As I struggled with the disease I became increasingly depressed. In the past, running would always assuage any crisis I had to face; I no longer had that outlet to release my depression and frustrations. It was a catch 22 – if I went out for a run I could collapse (in my mind) and if I didn’t I would sink further into an abyss that I had created.
It took months for me to realize that I had hit a wall built not out of mortar but fear and indecision. MS had already proven to me that I would not have the same life that I had enjoyed in the past. So, why could I think that I could easily go back to my “old” form of exercising? Reluctantly I had to give up starting off at the high diving board and had to wade into the kiddy pool instead.

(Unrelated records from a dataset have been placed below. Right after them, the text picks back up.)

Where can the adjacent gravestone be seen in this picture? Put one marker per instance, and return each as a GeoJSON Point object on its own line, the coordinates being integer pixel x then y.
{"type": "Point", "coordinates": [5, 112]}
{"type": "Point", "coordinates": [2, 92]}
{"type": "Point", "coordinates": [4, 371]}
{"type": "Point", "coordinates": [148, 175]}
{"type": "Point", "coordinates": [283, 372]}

And so as my frame of mind changed so did my temperament and condition. I started jogging slowly, almost at a walk, and much less distance than I was accustomed to. I had no delusions of grandeur, only of building up my courage and stamina at whatever pace I could manage at the time.
I also changed to a gym that had a pool. Swimming was an activity that I had not done since I was a kid. I wasn’t strong but I just wanted to get into the pool and swim a few laps at a time. The warmth of the water me gave me the impetus to stay in longer and achieve a little more each time. There was a familiar and safe emotional sensation that would flood my senses as the memories that I had as a kid, swimming in Puerto Rico and the JCC (Jewish Community Center), would come to the surface.
My legs finally started getting stronger and my attitude shifted to one of jubilance. I became more positive about the future and my life with MS. I realized how much I missed exercising. It had always been such an important part of my life. But more so, the endorphins that were released while I worked out had a positive impact on how I felt.
I also realized that it didn’t take much for me to fulfill the joy that exercising once brought me. It was as simple as exercising with light weights, going for a walk, or aerobic swimming.
I didn’t have to try to set out to break any type of record. I needed to listen to my body when it was telling me that it was as important to exercise my body muscles as it was the brain muscles. If I didn’t use them they would atrophy, as they were already doing. And, when my body was tired I needed to heed and do less.
My “baby step” routine continued until I was finally able to run my first half marathon last year and four months later completed an 817 mile hike through the Arizona Trail.
We all have different compositional make ups. Our MS symptoms are different and so we need to tailor our activities according to our capabilities. Any form of exercise, at our own pace, is instrumental to our physical and emotional and well being.
Please note: If you are looking to start any new exercise routine you should first consult with your physician.